Suds and Smiles
Samantha Fortenberry photographs strangers naked in bathtubs. It’s straightforward work—people sitting in water, surrounded by whatever she decided would be perfect for that moment. Cookies one time, books another, confetti another. The series is called Suds and Smiles.
I’ve always thought there’s something about bathrooms that lets people drop the performance. You’re already exposed, already trapped in one place, already committed to doing nothing. The bathtub is where it becomes honest.

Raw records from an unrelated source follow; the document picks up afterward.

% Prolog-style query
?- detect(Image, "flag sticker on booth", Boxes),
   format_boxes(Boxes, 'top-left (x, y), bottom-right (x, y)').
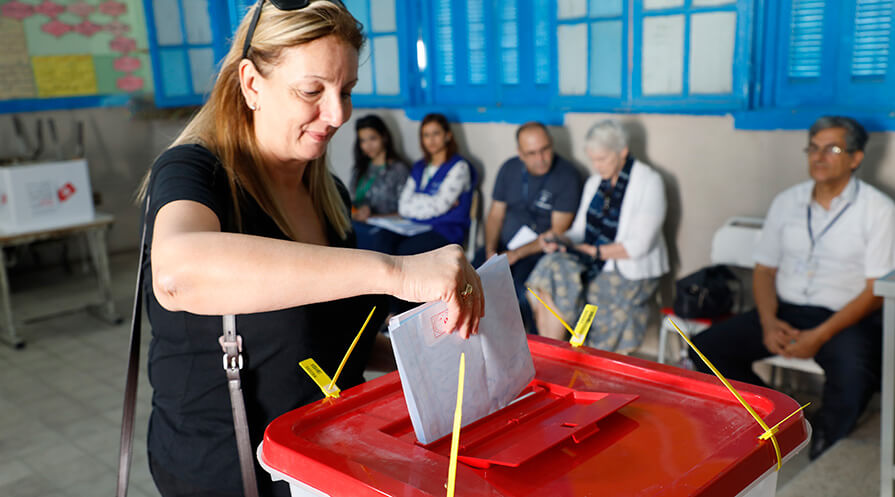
top-left (57, 182), bottom-right (76, 202)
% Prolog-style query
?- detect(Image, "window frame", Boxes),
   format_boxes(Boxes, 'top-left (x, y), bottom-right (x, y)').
top-left (143, 0), bottom-right (231, 108)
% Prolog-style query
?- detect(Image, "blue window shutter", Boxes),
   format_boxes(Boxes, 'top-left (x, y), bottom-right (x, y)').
top-left (435, 0), bottom-right (455, 85)
top-left (773, 0), bottom-right (835, 107)
top-left (850, 0), bottom-right (892, 77)
top-left (145, 0), bottom-right (230, 107)
top-left (787, 0), bottom-right (825, 78)
top-left (497, 0), bottom-right (551, 107)
top-left (500, 2), bottom-right (519, 85)
top-left (467, 0), bottom-right (488, 85)
top-left (837, 0), bottom-right (895, 109)
top-left (534, 0), bottom-right (551, 85)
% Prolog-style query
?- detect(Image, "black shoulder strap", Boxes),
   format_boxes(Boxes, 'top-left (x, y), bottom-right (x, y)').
top-left (116, 195), bottom-right (150, 497)
top-left (116, 195), bottom-right (259, 497)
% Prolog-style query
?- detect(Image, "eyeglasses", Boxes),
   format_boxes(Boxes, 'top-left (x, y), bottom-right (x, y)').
top-left (241, 0), bottom-right (345, 60)
top-left (803, 144), bottom-right (845, 157)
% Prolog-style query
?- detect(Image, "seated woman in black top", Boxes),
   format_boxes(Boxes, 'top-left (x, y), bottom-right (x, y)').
top-left (139, 2), bottom-right (484, 497)
top-left (350, 114), bottom-right (410, 249)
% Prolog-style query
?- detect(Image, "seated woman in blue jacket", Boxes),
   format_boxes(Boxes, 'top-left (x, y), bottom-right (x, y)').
top-left (366, 113), bottom-right (476, 255)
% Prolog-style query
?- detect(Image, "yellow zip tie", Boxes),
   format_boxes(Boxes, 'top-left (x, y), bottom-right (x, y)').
top-left (329, 306), bottom-right (377, 390)
top-left (759, 402), bottom-right (811, 441)
top-left (570, 304), bottom-right (598, 347)
top-left (300, 358), bottom-right (341, 398)
top-left (446, 353), bottom-right (465, 497)
top-left (527, 287), bottom-right (575, 336)
top-left (300, 306), bottom-right (377, 399)
top-left (668, 318), bottom-right (787, 470)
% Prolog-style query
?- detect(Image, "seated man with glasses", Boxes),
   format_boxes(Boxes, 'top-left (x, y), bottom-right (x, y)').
top-left (477, 122), bottom-right (582, 332)
top-left (690, 116), bottom-right (895, 461)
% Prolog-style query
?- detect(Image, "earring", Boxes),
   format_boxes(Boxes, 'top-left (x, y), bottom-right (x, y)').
top-left (249, 102), bottom-right (258, 111)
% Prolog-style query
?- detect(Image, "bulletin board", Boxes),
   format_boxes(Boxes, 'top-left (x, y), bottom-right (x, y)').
top-left (0, 0), bottom-right (152, 113)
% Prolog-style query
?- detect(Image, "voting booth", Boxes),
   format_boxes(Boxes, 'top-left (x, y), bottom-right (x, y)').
top-left (259, 336), bottom-right (809, 497)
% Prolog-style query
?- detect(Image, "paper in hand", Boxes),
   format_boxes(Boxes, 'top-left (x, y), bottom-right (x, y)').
top-left (388, 255), bottom-right (535, 444)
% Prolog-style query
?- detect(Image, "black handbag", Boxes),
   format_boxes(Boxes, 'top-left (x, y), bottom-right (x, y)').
top-left (672, 265), bottom-right (741, 319)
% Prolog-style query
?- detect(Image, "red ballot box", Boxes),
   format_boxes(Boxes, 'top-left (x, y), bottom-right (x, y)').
top-left (259, 336), bottom-right (810, 497)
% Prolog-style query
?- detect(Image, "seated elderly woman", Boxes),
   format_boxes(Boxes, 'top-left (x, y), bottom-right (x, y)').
top-left (526, 119), bottom-right (669, 353)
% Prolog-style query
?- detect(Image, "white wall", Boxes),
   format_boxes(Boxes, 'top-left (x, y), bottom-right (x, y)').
top-left (5, 107), bottom-right (893, 293)
top-left (328, 109), bottom-right (895, 285)
top-left (0, 108), bottom-right (188, 255)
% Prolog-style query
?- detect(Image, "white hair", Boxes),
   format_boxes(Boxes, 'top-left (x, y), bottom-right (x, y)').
top-left (585, 119), bottom-right (628, 153)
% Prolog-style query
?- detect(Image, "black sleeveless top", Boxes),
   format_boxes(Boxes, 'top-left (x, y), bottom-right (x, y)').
top-left (142, 144), bottom-right (384, 495)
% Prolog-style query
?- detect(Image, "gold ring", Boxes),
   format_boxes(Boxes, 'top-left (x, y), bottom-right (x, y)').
top-left (461, 283), bottom-right (474, 298)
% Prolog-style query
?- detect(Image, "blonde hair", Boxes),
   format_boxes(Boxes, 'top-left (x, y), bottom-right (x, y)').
top-left (139, 0), bottom-right (363, 240)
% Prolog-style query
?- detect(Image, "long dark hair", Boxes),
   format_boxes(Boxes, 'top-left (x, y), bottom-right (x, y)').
top-left (352, 114), bottom-right (401, 188)
top-left (420, 113), bottom-right (458, 164)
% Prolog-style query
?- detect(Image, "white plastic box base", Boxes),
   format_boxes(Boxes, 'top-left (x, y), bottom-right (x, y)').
top-left (0, 159), bottom-right (95, 233)
top-left (257, 425), bottom-right (811, 497)
top-left (257, 443), bottom-right (330, 497)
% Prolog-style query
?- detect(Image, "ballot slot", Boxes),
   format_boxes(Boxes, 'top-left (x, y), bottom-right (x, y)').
top-left (415, 379), bottom-right (638, 469)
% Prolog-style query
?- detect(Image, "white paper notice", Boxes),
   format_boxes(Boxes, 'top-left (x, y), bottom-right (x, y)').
top-left (365, 216), bottom-right (432, 236)
top-left (689, 11), bottom-right (736, 94)
top-left (506, 225), bottom-right (539, 251)
top-left (388, 255), bottom-right (535, 444)
top-left (641, 15), bottom-right (685, 96)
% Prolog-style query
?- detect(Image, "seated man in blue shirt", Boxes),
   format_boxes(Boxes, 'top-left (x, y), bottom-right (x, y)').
top-left (690, 116), bottom-right (895, 460)
top-left (481, 122), bottom-right (582, 331)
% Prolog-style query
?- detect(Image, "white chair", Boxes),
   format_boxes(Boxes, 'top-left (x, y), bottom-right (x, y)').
top-left (464, 190), bottom-right (480, 261)
top-left (658, 217), bottom-right (823, 386)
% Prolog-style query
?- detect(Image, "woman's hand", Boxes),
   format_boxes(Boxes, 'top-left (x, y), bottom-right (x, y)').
top-left (391, 245), bottom-right (485, 338)
top-left (574, 244), bottom-right (597, 258)
top-left (539, 232), bottom-right (561, 253)
top-left (352, 205), bottom-right (372, 222)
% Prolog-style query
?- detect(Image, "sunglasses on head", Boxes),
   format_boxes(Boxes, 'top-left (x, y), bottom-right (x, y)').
top-left (241, 0), bottom-right (346, 60)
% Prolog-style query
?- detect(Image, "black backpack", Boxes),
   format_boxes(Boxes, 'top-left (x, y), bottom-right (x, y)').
top-left (672, 265), bottom-right (742, 319)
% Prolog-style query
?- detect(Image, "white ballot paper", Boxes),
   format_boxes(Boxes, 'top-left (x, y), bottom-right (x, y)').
top-left (365, 216), bottom-right (432, 236)
top-left (388, 255), bottom-right (535, 444)
top-left (506, 225), bottom-right (539, 251)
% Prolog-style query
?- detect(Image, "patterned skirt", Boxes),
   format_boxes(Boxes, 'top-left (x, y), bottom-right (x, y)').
top-left (526, 252), bottom-right (659, 354)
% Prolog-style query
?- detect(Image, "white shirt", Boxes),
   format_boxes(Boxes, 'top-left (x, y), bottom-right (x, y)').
top-left (398, 160), bottom-right (472, 220)
top-left (753, 178), bottom-right (895, 311)
top-left (566, 160), bottom-right (669, 280)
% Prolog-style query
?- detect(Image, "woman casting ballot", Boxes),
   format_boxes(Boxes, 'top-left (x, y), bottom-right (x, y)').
top-left (138, 1), bottom-right (483, 495)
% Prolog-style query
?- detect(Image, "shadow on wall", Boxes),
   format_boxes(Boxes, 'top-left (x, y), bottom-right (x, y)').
top-left (376, 112), bottom-right (412, 167)
top-left (624, 119), bottom-right (682, 309)
top-left (861, 132), bottom-right (893, 200)
top-left (449, 124), bottom-right (486, 246)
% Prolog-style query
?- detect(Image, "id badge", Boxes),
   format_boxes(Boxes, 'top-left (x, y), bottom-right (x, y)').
top-left (794, 257), bottom-right (818, 278)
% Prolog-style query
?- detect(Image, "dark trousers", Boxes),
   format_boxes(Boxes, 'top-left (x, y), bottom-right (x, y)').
top-left (149, 455), bottom-right (290, 497)
top-left (689, 302), bottom-right (882, 445)
top-left (353, 221), bottom-right (450, 255)
top-left (473, 248), bottom-right (542, 333)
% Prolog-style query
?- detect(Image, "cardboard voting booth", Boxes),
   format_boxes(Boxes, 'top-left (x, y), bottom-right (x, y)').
top-left (259, 336), bottom-right (810, 497)
top-left (0, 159), bottom-right (95, 232)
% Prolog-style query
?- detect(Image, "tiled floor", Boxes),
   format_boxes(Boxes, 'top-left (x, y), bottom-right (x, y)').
top-left (0, 251), bottom-right (882, 497)
top-left (0, 253), bottom-right (157, 497)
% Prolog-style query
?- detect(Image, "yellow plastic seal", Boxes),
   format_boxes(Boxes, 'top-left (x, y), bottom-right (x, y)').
top-left (570, 304), bottom-right (598, 347)
top-left (299, 358), bottom-right (340, 398)
top-left (668, 318), bottom-right (809, 471)
top-left (446, 353), bottom-right (465, 497)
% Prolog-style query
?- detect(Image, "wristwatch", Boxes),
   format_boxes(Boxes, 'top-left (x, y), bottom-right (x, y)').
top-left (595, 245), bottom-right (602, 260)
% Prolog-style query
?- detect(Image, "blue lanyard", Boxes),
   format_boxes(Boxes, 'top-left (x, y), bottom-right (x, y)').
top-left (806, 183), bottom-right (857, 252)
top-left (521, 163), bottom-right (554, 204)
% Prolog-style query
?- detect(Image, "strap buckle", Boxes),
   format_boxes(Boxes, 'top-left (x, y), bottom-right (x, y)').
top-left (219, 334), bottom-right (244, 371)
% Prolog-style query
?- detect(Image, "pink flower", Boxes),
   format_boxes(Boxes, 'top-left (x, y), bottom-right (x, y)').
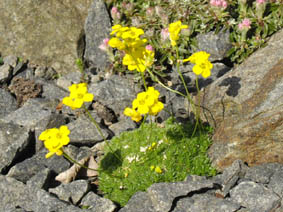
top-left (238, 18), bottom-right (251, 30)
top-left (146, 45), bottom-right (154, 51)
top-left (111, 7), bottom-right (121, 20)
top-left (210, 0), bottom-right (228, 9)
top-left (160, 28), bottom-right (170, 41)
top-left (256, 0), bottom-right (266, 4)
top-left (98, 38), bottom-right (110, 51)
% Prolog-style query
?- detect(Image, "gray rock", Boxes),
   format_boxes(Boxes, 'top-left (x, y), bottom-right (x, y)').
top-left (7, 149), bottom-right (70, 183)
top-left (0, 175), bottom-right (84, 212)
top-left (147, 175), bottom-right (216, 212)
top-left (0, 63), bottom-right (12, 83)
top-left (268, 167), bottom-right (283, 198)
top-left (36, 78), bottom-right (69, 101)
top-left (196, 28), bottom-right (283, 170)
top-left (89, 75), bottom-right (140, 116)
top-left (109, 117), bottom-right (136, 136)
top-left (155, 84), bottom-right (190, 123)
top-left (84, 0), bottom-right (111, 72)
top-left (0, 88), bottom-right (17, 118)
top-left (0, 122), bottom-right (31, 172)
top-left (119, 192), bottom-right (155, 212)
top-left (230, 181), bottom-right (281, 212)
top-left (173, 193), bottom-right (241, 212)
top-left (0, 98), bottom-right (52, 129)
top-left (245, 163), bottom-right (280, 184)
top-left (80, 191), bottom-right (117, 212)
top-left (34, 66), bottom-right (57, 80)
top-left (67, 114), bottom-right (108, 145)
top-left (26, 168), bottom-right (52, 189)
top-left (0, 0), bottom-right (93, 75)
top-left (3, 55), bottom-right (18, 68)
top-left (214, 160), bottom-right (248, 197)
top-left (49, 180), bottom-right (90, 204)
top-left (56, 71), bottom-right (84, 90)
top-left (196, 30), bottom-right (232, 61)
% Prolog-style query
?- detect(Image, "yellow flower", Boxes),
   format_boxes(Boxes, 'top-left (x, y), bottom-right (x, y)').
top-left (121, 27), bottom-right (144, 40)
top-left (62, 83), bottom-right (94, 110)
top-left (192, 60), bottom-right (213, 78)
top-left (122, 53), bottom-right (146, 72)
top-left (183, 51), bottom-right (211, 63)
top-left (183, 51), bottom-right (213, 78)
top-left (168, 21), bottom-right (188, 47)
top-left (124, 107), bottom-right (142, 122)
top-left (108, 37), bottom-right (126, 50)
top-left (154, 166), bottom-right (162, 174)
top-left (39, 125), bottom-right (70, 158)
top-left (150, 165), bottom-right (155, 171)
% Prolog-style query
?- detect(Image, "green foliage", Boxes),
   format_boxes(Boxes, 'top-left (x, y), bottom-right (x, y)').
top-left (105, 0), bottom-right (283, 73)
top-left (98, 118), bottom-right (217, 206)
top-left (0, 56), bottom-right (3, 65)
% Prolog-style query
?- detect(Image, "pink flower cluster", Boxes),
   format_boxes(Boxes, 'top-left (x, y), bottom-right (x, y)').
top-left (256, 0), bottom-right (267, 4)
top-left (111, 7), bottom-right (121, 20)
top-left (238, 18), bottom-right (251, 30)
top-left (210, 0), bottom-right (228, 9)
top-left (98, 38), bottom-right (110, 51)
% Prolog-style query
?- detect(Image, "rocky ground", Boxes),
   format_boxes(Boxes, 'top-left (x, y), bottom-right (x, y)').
top-left (0, 0), bottom-right (283, 211)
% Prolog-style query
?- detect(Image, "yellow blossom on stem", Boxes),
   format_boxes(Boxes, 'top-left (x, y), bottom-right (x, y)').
top-left (168, 20), bottom-right (188, 46)
top-left (183, 51), bottom-right (213, 78)
top-left (124, 107), bottom-right (142, 122)
top-left (62, 83), bottom-right (94, 110)
top-left (154, 166), bottom-right (163, 174)
top-left (39, 126), bottom-right (70, 158)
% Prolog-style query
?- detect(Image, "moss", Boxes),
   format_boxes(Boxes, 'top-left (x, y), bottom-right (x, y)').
top-left (98, 118), bottom-right (217, 206)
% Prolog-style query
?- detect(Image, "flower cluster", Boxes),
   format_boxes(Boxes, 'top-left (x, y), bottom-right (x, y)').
top-left (210, 0), bottom-right (228, 9)
top-left (238, 18), bottom-right (251, 31)
top-left (150, 165), bottom-right (163, 174)
top-left (62, 83), bottom-right (94, 110)
top-left (109, 25), bottom-right (155, 72)
top-left (183, 51), bottom-right (213, 78)
top-left (168, 20), bottom-right (188, 47)
top-left (124, 87), bottom-right (164, 122)
top-left (39, 126), bottom-right (70, 158)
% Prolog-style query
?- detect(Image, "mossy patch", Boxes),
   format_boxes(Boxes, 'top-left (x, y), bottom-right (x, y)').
top-left (98, 118), bottom-right (217, 206)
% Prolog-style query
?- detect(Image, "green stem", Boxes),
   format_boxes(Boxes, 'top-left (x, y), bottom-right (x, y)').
top-left (141, 71), bottom-right (148, 90)
top-left (174, 47), bottom-right (199, 136)
top-left (62, 151), bottom-right (99, 172)
top-left (146, 68), bottom-right (186, 97)
top-left (82, 104), bottom-right (122, 163)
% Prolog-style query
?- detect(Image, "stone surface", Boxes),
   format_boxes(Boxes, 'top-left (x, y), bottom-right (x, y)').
top-left (230, 181), bottom-right (281, 212)
top-left (89, 75), bottom-right (140, 116)
top-left (0, 63), bottom-right (12, 83)
top-left (0, 122), bottom-right (31, 172)
top-left (0, 175), bottom-right (84, 212)
top-left (268, 168), bottom-right (283, 198)
top-left (197, 28), bottom-right (283, 170)
top-left (0, 98), bottom-right (52, 129)
top-left (196, 29), bottom-right (232, 61)
top-left (172, 193), bottom-right (241, 212)
top-left (7, 149), bottom-right (70, 183)
top-left (49, 180), bottom-right (90, 204)
top-left (0, 88), bottom-right (17, 118)
top-left (0, 0), bottom-right (92, 75)
top-left (109, 117), bottom-right (136, 136)
top-left (67, 114), bottom-right (108, 145)
top-left (84, 0), bottom-right (112, 72)
top-left (119, 192), bottom-right (155, 212)
top-left (80, 191), bottom-right (117, 212)
top-left (147, 175), bottom-right (216, 212)
top-left (26, 168), bottom-right (52, 189)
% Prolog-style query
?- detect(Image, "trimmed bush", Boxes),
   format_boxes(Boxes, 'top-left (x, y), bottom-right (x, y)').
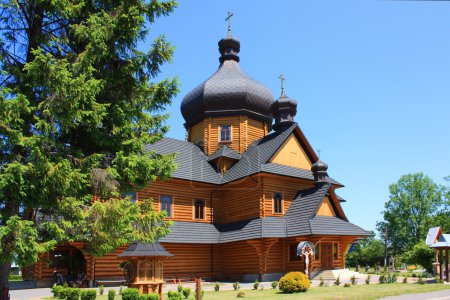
top-left (99, 285), bottom-right (104, 296)
top-left (271, 281), bottom-right (278, 289)
top-left (80, 289), bottom-right (97, 300)
top-left (168, 291), bottom-right (182, 300)
top-left (334, 275), bottom-right (341, 286)
top-left (237, 290), bottom-right (245, 298)
top-left (177, 284), bottom-right (183, 293)
top-left (344, 282), bottom-right (351, 287)
top-left (319, 277), bottom-right (324, 287)
top-left (278, 272), bottom-right (310, 293)
top-left (140, 294), bottom-right (159, 300)
top-left (182, 287), bottom-right (191, 299)
top-left (108, 289), bottom-right (115, 300)
top-left (66, 288), bottom-right (81, 300)
top-left (52, 285), bottom-right (64, 298)
top-left (121, 288), bottom-right (140, 300)
top-left (59, 288), bottom-right (69, 299)
top-left (350, 275), bottom-right (357, 285)
top-left (214, 282), bottom-right (220, 292)
top-left (233, 282), bottom-right (240, 291)
top-left (253, 280), bottom-right (259, 290)
top-left (365, 275), bottom-right (371, 285)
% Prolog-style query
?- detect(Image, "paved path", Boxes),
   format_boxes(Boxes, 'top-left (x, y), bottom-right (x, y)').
top-left (378, 288), bottom-right (450, 300)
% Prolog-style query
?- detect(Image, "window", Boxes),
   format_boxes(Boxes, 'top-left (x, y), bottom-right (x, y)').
top-left (219, 125), bottom-right (231, 142)
top-left (315, 243), bottom-right (320, 260)
top-left (121, 192), bottom-right (136, 203)
top-left (289, 244), bottom-right (302, 261)
top-left (333, 242), bottom-right (339, 260)
top-left (160, 195), bottom-right (172, 217)
top-left (194, 199), bottom-right (205, 219)
top-left (273, 192), bottom-right (283, 214)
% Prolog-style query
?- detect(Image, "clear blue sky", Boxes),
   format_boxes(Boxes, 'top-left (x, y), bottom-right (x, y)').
top-left (146, 0), bottom-right (450, 233)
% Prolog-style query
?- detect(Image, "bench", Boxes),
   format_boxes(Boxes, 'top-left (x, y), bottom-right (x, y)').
top-left (95, 279), bottom-right (126, 287)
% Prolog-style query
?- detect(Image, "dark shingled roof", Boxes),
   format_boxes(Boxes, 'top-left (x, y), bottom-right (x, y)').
top-left (336, 194), bottom-right (346, 202)
top-left (208, 145), bottom-right (241, 161)
top-left (145, 138), bottom-right (222, 184)
top-left (159, 221), bottom-right (219, 244)
top-left (309, 216), bottom-right (370, 236)
top-left (118, 242), bottom-right (173, 257)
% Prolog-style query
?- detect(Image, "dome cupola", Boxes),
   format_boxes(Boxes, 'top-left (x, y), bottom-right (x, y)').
top-left (312, 159), bottom-right (329, 183)
top-left (271, 74), bottom-right (297, 130)
top-left (180, 34), bottom-right (274, 128)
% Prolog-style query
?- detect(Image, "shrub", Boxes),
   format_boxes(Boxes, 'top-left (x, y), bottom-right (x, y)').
top-left (59, 288), bottom-right (69, 299)
top-left (52, 285), bottom-right (64, 298)
top-left (214, 282), bottom-right (220, 292)
top-left (119, 287), bottom-right (123, 295)
top-left (350, 275), bottom-right (357, 285)
top-left (379, 273), bottom-right (386, 284)
top-left (418, 275), bottom-right (424, 284)
top-left (236, 290), bottom-right (245, 298)
top-left (80, 289), bottom-right (97, 300)
top-left (334, 275), bottom-right (341, 286)
top-left (233, 282), bottom-right (240, 291)
top-left (99, 285), bottom-right (104, 296)
top-left (319, 277), bottom-right (324, 287)
top-left (403, 277), bottom-right (408, 283)
top-left (140, 294), bottom-right (159, 300)
top-left (177, 284), bottom-right (183, 293)
top-left (108, 289), bottom-right (115, 300)
top-left (66, 288), bottom-right (81, 300)
top-left (193, 290), bottom-right (204, 300)
top-left (278, 272), bottom-right (310, 293)
top-left (365, 275), bottom-right (371, 285)
top-left (168, 291), bottom-right (182, 300)
top-left (271, 281), bottom-right (278, 289)
top-left (344, 282), bottom-right (351, 287)
top-left (182, 287), bottom-right (191, 299)
top-left (121, 288), bottom-right (140, 300)
top-left (253, 280), bottom-right (259, 290)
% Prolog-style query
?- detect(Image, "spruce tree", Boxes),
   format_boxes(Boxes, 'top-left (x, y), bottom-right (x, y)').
top-left (0, 0), bottom-right (178, 297)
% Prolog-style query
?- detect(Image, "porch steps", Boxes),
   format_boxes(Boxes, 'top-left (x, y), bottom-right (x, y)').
top-left (311, 270), bottom-right (335, 281)
top-left (311, 269), bottom-right (366, 282)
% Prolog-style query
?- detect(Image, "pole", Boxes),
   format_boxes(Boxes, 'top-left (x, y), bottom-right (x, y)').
top-left (196, 277), bottom-right (202, 300)
top-left (384, 225), bottom-right (388, 269)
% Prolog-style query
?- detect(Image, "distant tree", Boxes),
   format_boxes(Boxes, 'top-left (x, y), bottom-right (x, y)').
top-left (376, 173), bottom-right (443, 255)
top-left (403, 242), bottom-right (434, 272)
top-left (346, 234), bottom-right (384, 267)
top-left (0, 0), bottom-right (178, 298)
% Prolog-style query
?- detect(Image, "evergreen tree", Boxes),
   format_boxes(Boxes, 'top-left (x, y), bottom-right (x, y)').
top-left (0, 0), bottom-right (178, 297)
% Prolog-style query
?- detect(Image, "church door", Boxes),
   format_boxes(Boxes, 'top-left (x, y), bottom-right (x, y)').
top-left (320, 243), bottom-right (333, 270)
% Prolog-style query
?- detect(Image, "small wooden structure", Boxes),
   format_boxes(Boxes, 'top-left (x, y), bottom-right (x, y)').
top-left (118, 242), bottom-right (173, 298)
top-left (426, 227), bottom-right (450, 283)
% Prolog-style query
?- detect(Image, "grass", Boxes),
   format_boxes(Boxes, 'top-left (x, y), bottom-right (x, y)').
top-left (42, 283), bottom-right (450, 300)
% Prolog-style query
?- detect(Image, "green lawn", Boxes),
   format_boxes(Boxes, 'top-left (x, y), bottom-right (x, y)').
top-left (44, 283), bottom-right (450, 300)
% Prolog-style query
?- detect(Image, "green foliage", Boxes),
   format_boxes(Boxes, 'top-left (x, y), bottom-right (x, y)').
top-left (418, 275), bottom-right (424, 284)
top-left (345, 235), bottom-right (383, 268)
top-left (403, 277), bottom-right (408, 283)
top-left (365, 275), bottom-right (371, 285)
top-left (344, 282), bottom-right (351, 287)
top-left (140, 294), bottom-right (159, 300)
top-left (236, 290), bottom-right (245, 298)
top-left (59, 288), bottom-right (69, 299)
top-left (233, 282), bottom-right (240, 291)
top-left (334, 275), bottom-right (341, 286)
top-left (376, 173), bottom-right (444, 254)
top-left (253, 279), bottom-right (259, 290)
top-left (0, 0), bottom-right (178, 288)
top-left (121, 288), bottom-right (140, 300)
top-left (177, 284), bottom-right (183, 293)
top-left (182, 287), bottom-right (191, 299)
top-left (52, 285), bottom-right (64, 298)
top-left (80, 289), bottom-right (97, 300)
top-left (167, 291), bottom-right (182, 300)
top-left (319, 277), bottom-right (324, 287)
top-left (214, 282), bottom-right (220, 291)
top-left (271, 281), bottom-right (278, 289)
top-left (379, 273), bottom-right (397, 284)
top-left (350, 275), bottom-right (357, 285)
top-left (279, 272), bottom-right (310, 293)
top-left (403, 242), bottom-right (435, 272)
top-left (66, 288), bottom-right (81, 300)
top-left (99, 285), bottom-right (104, 296)
top-left (108, 289), bottom-right (115, 300)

What Fortenberry’s photographs document is exactly that moment—the person who agrees to sit in a tub naked while a stranger photographs them. You’d think that would produce something sensual or vulnerable in the classical way, but it mostly doesn’t. Her subjects aren’t performing vulnerability. They’re just sitting there in water. The foam is on the surface. That’s the whole thing.
I think what I like about these images is how unselfconscious they are. There’s no trying, no one claiming the bathtub is a metaphor for rebirth or childhood innocence or any of that. It’s just the place where a person will sit still long enough for someone to document them doing absolutely nothing. And that honesty—the willingness to be that ordinary, that exposed—is actually more radical than the nudity.
The bathtub does this to you anyway. You fill it with hot water and climb in and nothing else matters. Fortenberry just photographs what was always true. Someone in water is someone at peace, or at least someone who stopped fighting. The rest is just foam.